In Paris startet man eine außergewöhnliche Kampagne, mit der Fußgängern die Gefahr des leichtsinnigen Überquerens von Straßen drastisch vor Augen geführt wird.

Um zu realen Bildern für die Kampagne zu kommen, beschritt man einen neuen Weg: Über einen Bewegungsmelder und versteckt angebrachte Lautsprecher wurden jedes Mal, wenn ein Fußgänger eine Pariser Hauptverkehrsstraße bei Rot überquerte, die Quietschgeräusche abrupt abbremsender Autoreifen eingespielt. In exakt diesem Moment hielt eine Kamera das schockierte Gesicht der „ertappten“ Person fest.

Das Ergebnis waren Momentaufnahmen zutiefst erschrockener Menschen, denen ins Gesicht geschrieben stand, dass sie etwas extrem Leichtsinniges getan und sich in Lebensgefahr gebracht hatten. Die vor Schreck verzerrten Gesichter der Fußgänger wurden direkt auf einem digitalen Info-Screen angezeigt und in Echtzeit mit dem Claim der Aktion unterlegt: „Gehen Sie nicht das Risiko ein, dem Tod ins Auge zu blicken. Achten Sie beim Überqueren der Straße auf die Ampeln.“ Mit dem eigenen Gesicht als Motiv dieser Warnung wird die Botschaft so authentisch und glaubwürdig, wie sie es mit einem gestellten Foto niemals sein könnte.
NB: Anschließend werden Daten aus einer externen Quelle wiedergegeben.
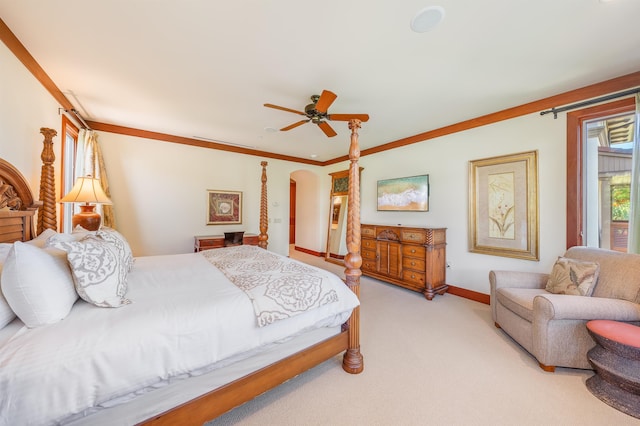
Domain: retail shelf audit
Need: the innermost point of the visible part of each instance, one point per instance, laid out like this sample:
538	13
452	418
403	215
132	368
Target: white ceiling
205	68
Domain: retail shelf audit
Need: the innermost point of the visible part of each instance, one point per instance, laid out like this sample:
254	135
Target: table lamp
87	190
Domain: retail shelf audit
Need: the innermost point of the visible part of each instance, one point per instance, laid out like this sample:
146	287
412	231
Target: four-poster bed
209	392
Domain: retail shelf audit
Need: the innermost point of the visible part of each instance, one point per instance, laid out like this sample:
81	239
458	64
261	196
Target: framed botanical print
503	206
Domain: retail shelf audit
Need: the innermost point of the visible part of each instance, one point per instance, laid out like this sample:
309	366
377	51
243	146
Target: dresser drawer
368	255
413	277
413	263
417	236
368	265
368	244
413	251
368	231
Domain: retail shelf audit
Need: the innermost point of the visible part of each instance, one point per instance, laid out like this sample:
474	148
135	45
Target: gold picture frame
503	206
224	207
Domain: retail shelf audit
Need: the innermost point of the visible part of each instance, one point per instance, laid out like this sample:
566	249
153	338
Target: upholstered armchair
602	284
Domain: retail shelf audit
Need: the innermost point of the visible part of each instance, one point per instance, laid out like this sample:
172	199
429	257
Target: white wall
25	107
446	160
159	191
311	209
159	188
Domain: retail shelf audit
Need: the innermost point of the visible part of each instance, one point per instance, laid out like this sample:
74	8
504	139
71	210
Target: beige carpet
439	362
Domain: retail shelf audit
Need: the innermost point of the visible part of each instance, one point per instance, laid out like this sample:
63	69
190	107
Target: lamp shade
86	190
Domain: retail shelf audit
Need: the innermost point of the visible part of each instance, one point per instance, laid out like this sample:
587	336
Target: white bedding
185	318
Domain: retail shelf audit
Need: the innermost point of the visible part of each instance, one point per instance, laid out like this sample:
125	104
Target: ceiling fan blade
347	117
325	101
284	109
294	125
326	128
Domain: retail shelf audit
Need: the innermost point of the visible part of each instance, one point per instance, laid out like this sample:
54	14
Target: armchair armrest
517	279
568	307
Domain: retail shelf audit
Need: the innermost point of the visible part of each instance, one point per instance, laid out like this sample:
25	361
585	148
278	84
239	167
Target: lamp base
87	218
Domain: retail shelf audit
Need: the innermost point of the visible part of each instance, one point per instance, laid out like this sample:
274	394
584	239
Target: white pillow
99	275
41	239
6	313
38	285
117	239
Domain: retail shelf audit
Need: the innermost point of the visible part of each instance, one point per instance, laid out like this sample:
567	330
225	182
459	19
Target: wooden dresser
414	258
206	242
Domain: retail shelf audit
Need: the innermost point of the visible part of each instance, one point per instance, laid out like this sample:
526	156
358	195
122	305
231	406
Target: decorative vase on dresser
410	257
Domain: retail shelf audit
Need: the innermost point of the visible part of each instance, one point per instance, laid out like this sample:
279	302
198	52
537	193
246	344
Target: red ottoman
616	360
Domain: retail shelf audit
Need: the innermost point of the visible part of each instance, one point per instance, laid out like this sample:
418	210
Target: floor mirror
338	206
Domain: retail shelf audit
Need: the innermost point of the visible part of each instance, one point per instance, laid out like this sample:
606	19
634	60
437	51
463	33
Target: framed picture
503	206
224	207
404	194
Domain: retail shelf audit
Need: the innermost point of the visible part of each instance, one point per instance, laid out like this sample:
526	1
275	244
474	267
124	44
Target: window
69	149
598	171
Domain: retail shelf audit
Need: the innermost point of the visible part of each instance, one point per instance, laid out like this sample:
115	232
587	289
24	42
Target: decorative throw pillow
41	239
117	239
38	285
99	275
6	313
570	276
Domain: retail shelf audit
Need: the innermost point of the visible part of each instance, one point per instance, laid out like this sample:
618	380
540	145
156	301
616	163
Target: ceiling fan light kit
317	113
427	19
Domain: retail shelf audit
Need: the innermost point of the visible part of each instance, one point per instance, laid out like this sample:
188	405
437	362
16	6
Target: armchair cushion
519	300
619	276
571	276
552	327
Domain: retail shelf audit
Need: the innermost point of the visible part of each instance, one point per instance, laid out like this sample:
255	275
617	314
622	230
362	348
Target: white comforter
185	317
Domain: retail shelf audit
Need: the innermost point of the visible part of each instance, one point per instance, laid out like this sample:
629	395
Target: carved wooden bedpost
47	213
264	220
352	361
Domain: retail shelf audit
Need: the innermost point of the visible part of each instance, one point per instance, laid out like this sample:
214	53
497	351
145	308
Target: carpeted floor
439	362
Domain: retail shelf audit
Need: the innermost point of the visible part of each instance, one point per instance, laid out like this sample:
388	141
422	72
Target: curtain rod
78	116
555	111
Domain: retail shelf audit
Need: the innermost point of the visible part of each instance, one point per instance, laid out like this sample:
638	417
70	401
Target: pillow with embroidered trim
41	240
117	239
37	284
571	276
99	275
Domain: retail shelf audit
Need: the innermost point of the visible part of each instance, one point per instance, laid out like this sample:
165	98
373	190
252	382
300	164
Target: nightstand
207	242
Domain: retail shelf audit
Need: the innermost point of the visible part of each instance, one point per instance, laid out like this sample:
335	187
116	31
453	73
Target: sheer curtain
634	213
89	161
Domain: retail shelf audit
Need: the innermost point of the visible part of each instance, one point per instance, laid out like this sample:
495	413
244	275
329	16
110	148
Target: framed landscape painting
224	207
404	194
503	206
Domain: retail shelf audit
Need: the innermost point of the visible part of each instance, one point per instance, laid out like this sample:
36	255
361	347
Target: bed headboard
17	206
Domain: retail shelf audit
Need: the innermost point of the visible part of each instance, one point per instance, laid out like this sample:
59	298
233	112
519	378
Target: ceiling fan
316	112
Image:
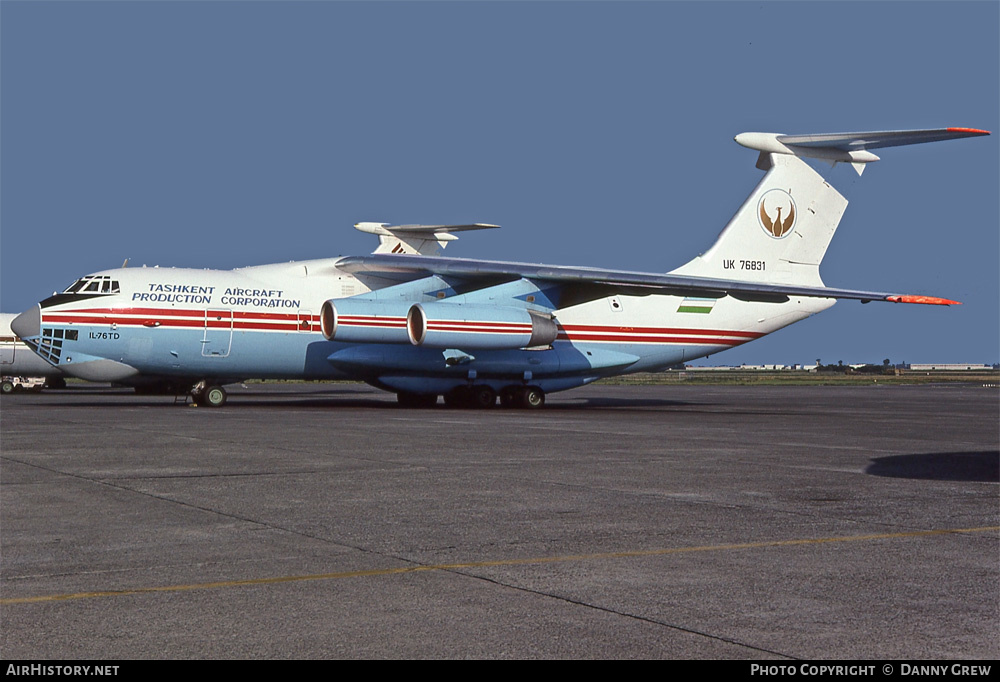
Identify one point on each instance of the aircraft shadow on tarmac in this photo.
(982, 466)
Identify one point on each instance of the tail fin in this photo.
(781, 233)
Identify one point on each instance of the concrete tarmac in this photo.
(321, 521)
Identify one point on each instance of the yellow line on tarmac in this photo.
(487, 564)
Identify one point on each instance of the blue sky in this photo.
(223, 134)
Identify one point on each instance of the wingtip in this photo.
(924, 300)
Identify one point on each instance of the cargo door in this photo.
(218, 333)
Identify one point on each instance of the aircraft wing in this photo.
(598, 282)
(879, 139)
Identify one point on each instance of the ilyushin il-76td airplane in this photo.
(407, 320)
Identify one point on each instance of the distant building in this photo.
(924, 367)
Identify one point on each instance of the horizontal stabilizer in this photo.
(853, 148)
(600, 283)
(412, 239)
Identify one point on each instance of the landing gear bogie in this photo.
(210, 396)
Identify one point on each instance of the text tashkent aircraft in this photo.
(408, 321)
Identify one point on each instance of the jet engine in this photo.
(467, 326)
(364, 321)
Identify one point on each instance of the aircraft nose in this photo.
(28, 324)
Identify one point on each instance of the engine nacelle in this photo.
(364, 321)
(465, 326)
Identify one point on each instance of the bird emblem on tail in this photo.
(777, 200)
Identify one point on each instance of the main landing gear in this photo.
(478, 397)
(209, 395)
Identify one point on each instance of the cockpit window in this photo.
(94, 284)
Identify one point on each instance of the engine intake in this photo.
(364, 321)
(459, 325)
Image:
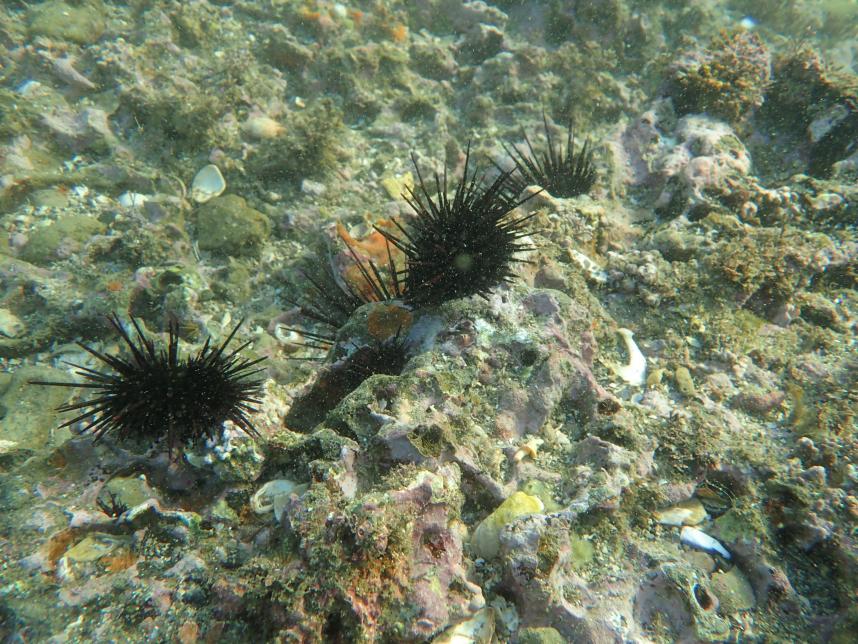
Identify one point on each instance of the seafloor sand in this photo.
(509, 480)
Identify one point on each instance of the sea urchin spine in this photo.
(154, 393)
(461, 246)
(562, 174)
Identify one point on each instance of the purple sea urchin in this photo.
(155, 393)
(562, 174)
(461, 246)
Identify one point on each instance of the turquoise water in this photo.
(434, 321)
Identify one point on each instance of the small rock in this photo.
(11, 325)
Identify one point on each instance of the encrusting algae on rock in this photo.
(427, 465)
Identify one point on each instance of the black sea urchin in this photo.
(155, 393)
(330, 299)
(562, 174)
(461, 246)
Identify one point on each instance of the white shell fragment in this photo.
(694, 538)
(690, 512)
(132, 199)
(262, 127)
(208, 184)
(273, 496)
(591, 268)
(633, 373)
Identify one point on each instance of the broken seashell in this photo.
(528, 449)
(690, 512)
(633, 373)
(699, 540)
(262, 127)
(273, 496)
(208, 184)
(132, 199)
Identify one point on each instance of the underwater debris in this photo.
(155, 393)
(634, 372)
(208, 183)
(337, 380)
(694, 538)
(562, 174)
(461, 246)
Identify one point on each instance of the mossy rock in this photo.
(61, 238)
(79, 22)
(486, 540)
(228, 226)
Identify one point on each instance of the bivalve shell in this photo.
(262, 127)
(208, 184)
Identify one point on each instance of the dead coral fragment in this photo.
(727, 80)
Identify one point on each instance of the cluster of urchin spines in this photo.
(156, 393)
(462, 246)
(457, 246)
(568, 173)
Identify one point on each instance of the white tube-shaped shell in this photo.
(633, 373)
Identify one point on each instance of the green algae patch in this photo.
(228, 226)
(543, 635)
(60, 239)
(82, 23)
(486, 539)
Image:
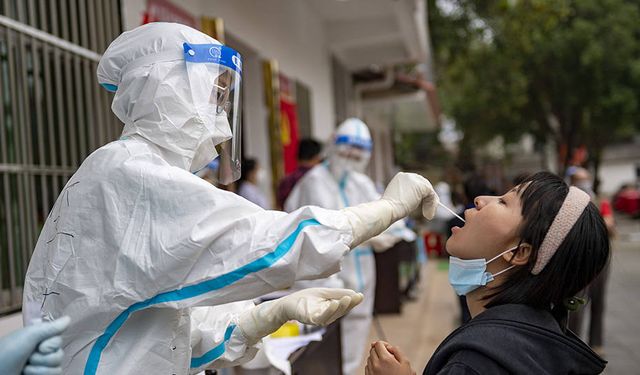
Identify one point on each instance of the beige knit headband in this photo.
(572, 207)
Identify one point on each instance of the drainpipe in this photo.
(361, 88)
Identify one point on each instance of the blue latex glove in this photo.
(39, 347)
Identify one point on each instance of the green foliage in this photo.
(559, 69)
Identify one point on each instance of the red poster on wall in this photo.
(288, 124)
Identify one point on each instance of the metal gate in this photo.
(52, 115)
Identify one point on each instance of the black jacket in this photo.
(513, 339)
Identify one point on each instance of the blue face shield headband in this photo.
(467, 275)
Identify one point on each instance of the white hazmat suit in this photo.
(336, 184)
(135, 241)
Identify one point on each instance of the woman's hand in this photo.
(385, 359)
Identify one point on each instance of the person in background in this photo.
(337, 183)
(248, 187)
(595, 292)
(309, 155)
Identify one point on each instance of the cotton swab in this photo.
(450, 210)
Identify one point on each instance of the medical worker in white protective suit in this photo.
(337, 183)
(148, 260)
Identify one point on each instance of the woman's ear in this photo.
(521, 256)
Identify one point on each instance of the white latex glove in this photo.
(317, 306)
(405, 193)
(383, 242)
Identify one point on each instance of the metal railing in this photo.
(52, 115)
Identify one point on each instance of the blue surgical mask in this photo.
(467, 275)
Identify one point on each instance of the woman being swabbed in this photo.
(519, 260)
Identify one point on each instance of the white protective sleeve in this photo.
(216, 247)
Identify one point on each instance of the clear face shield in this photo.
(215, 76)
(349, 155)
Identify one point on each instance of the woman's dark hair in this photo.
(579, 258)
(308, 149)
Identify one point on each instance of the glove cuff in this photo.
(260, 321)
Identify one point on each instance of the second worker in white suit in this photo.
(337, 183)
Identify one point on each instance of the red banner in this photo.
(288, 124)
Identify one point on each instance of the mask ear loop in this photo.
(498, 256)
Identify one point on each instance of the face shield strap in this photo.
(213, 54)
(353, 141)
(164, 56)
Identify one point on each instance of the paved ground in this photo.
(622, 319)
(424, 323)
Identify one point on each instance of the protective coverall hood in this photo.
(146, 69)
(351, 148)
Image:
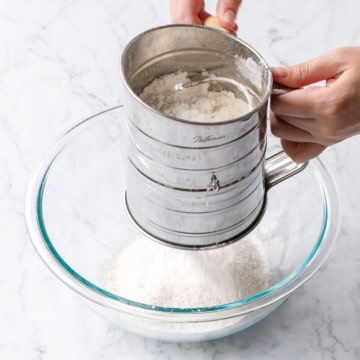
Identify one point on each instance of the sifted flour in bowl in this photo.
(145, 271)
(196, 103)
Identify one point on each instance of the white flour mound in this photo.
(145, 271)
(194, 103)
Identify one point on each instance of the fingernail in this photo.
(280, 72)
(229, 17)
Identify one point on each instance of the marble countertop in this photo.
(59, 63)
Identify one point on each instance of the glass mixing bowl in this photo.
(76, 219)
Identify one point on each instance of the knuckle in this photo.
(302, 72)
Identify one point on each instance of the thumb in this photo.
(226, 12)
(321, 68)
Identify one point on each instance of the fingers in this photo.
(301, 152)
(226, 11)
(286, 130)
(321, 68)
(299, 103)
(187, 11)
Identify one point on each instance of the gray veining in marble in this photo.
(59, 62)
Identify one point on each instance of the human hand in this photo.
(193, 12)
(310, 119)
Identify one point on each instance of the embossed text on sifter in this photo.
(198, 184)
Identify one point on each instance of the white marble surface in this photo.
(59, 63)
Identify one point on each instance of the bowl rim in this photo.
(276, 293)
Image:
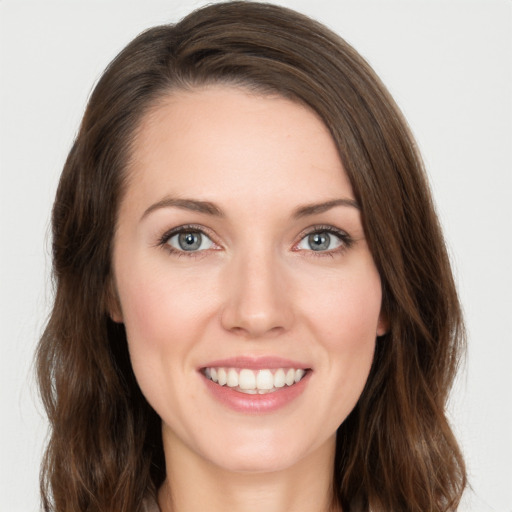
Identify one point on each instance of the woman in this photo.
(254, 306)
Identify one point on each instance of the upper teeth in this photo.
(255, 381)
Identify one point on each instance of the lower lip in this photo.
(257, 404)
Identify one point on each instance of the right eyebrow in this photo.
(185, 204)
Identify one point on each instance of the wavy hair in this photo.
(395, 452)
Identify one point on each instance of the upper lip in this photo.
(256, 363)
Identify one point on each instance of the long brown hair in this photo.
(395, 451)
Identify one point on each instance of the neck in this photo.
(194, 483)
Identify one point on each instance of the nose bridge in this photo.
(257, 302)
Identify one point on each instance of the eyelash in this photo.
(345, 238)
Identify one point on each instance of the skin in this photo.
(257, 289)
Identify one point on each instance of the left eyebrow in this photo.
(313, 209)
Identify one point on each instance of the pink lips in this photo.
(257, 403)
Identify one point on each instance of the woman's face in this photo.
(249, 295)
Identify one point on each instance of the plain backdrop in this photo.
(447, 63)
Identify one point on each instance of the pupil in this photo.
(190, 241)
(319, 241)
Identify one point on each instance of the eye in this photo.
(190, 241)
(323, 241)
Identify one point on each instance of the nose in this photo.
(258, 302)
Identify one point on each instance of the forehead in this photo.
(219, 143)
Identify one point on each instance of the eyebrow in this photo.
(210, 208)
(185, 204)
(314, 209)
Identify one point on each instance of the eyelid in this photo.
(345, 238)
(186, 228)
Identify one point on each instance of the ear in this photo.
(382, 324)
(112, 303)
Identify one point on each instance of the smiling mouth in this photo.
(254, 382)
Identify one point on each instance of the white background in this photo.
(447, 63)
Das Ziel: ein dauerhafter Lerneffekt.

Die so unter „Realbedingungen“ entstandenen Fotos und Videos sind nun zentraler Bestandteil einer Verkehrssicherheitskampagne und werden in Webspots, Sozialen Medien, aber auch auf etlichen Großflächen – zum Beispiel an Bahnhöfen – im Großraum Paris zu sehen sein.